Spring 2017 Coffee Buying Trip Journal

Day 1

To begin our Spring 2017 coffee buying trip, we traveled to the impressive West Valley, Costa Rica. We stopped first at La Eva, a micro mill, where we got an amazing tour and a lovely breakfast.

Breakfast in Beneficio La Eva in Costa Rica

Then we hopped in the bus and headed for La Perla. This micro mill is owned and operated by Deanna and Carlos Barantes (Antonio Barantes of Herbazu is his brother). La Perla is one of the cleanest operations I’ve ever seen. Their attention to detail is incredible. We were actually asked to remove our shoes before entering the fully enclosed drying patio!

La Perla coffee mill in Costa Rica one of the stops on Ladro's spring 2017 coffee buying trip

Next,  we drove 40 minutes to the Aguilera Brothers micro mill. There we met 4 of 7 smiling brothers that run the amazing operation. After tours we made our way back to La Eva and started cupping. We tried La Perla and Aguilera coffees and found them exceptional, and bursting with acidity of lemon lime and passion fruit.
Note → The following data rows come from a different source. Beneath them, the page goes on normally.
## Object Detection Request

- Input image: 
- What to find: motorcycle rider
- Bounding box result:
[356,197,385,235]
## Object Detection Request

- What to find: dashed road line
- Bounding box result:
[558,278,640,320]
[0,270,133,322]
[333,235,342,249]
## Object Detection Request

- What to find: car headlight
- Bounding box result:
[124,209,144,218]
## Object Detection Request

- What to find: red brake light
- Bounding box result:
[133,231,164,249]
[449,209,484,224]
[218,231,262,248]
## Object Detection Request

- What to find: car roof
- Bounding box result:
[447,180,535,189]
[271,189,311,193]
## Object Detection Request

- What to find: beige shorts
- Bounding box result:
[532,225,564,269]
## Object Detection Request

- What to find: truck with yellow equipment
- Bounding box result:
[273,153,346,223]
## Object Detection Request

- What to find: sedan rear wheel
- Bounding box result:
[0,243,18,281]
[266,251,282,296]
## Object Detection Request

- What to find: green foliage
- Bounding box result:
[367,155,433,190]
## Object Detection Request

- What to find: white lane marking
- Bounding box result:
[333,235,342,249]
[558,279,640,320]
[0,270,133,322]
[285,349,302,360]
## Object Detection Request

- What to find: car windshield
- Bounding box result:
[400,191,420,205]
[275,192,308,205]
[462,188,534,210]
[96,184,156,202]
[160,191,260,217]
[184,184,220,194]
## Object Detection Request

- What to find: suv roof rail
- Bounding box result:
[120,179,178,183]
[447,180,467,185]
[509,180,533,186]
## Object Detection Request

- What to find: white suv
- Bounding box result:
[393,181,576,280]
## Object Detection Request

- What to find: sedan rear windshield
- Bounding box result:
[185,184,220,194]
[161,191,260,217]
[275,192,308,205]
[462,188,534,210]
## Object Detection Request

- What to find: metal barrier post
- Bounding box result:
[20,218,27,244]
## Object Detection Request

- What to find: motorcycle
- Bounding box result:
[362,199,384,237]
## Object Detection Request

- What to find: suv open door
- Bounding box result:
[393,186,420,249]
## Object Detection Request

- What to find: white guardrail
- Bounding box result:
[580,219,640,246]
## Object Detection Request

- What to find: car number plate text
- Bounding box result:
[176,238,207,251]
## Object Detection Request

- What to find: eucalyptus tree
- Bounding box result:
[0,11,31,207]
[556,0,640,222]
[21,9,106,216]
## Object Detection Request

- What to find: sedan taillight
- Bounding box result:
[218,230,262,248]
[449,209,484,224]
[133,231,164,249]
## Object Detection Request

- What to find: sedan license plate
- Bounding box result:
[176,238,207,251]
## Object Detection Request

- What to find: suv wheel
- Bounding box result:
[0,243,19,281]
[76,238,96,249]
 Las Lajas in Costa Rica one of the stops on Ladro's spring 2017 coffee buying trip

After a quick bite, we were on our way to the famous mill, Las Lajas, in the Central Valley. Francisco and Oscar Chacon supervise this family operation. I visited five years ago, but they have expanded–adding a beautiful quality control lab and cupping room with the most amazing view! A long a detailed tour with hikes in the field helped us understand the operation, and their dedication to excellence. Constantly experimenting, the Chacons produce arguably the finest coffee of Costa Rica.

The cupping table confirmed this by showing consistency, and an overall balance not seen earlier in the day. Costa Rican coffee is blessed with great acidity, but to be an exceptional cup it needs to be balanced with sweetness. I’m excited to say I found a ten bag micro lot with the name of Perla Negra. This natural processed coffee shows brown sugar sweetness, and ripe pineapple and strawberry acidity. Yum!

Jack Kelly

Spring 2017 Coffee Buying Trip Journal

Day 2

We continued our spring 2017 coffee buying trip by settling in for a long three hour drive to Terrazu region. Traffic was terrible around San Jose! We head to Santa Teresa 2000, which is the he highest micro mill in Costa Rica. The 40 minute ride up was amazing (4×4 only), and full of sweeping views, stomach dropping cliffs and hair pin turns. They gave us a nice breakfast of gallo pinto (rice and beans), queso fresco, and the best watermelon I’ve ever had! Next we drove up another 150 meters to tour the mill and farm. It’s actually at 2120 meters! In most of Costa Rica the harvest is complete, but here it’s only beginning.

Drying Beds at Santa Teresa in Costa Rica 2100 meters

We spent the next couple hours hiking around the farm tasting ripe coffee cherries. It’s amazing how varietals differ, but when a cherry is at full ripeness, it is bursting with sweetness! We say good bye to Roger and his son, Jose, and headed down the mountain where we had a lunch next to a river of rapids and waterfalls. Unreal!

We spent the rest of the afternoon at Coopedota, one of the best of the larger mills. The Co-op’s goal is to keep processing costs as low as possible for their 800 or so producers. Roberto, the CEO, gave us a tour. Their drying innovations amaze me. They have a 10 meter high “ferris wheel” with drying trays that spin, and keep the drying consistent without man power. Their cuppers indicate this drying process results in a two point increase in quality, which translates into a lot of dollars.

Following the tour, we cupped coffees for a couple hours. The quality is amazing–these are the most balanced coffees, as a group, I’ve tried. After the three hour drive back to town, we had dinner at 10:00pm. I was ready for sleep, but didn’t see it until 12:30.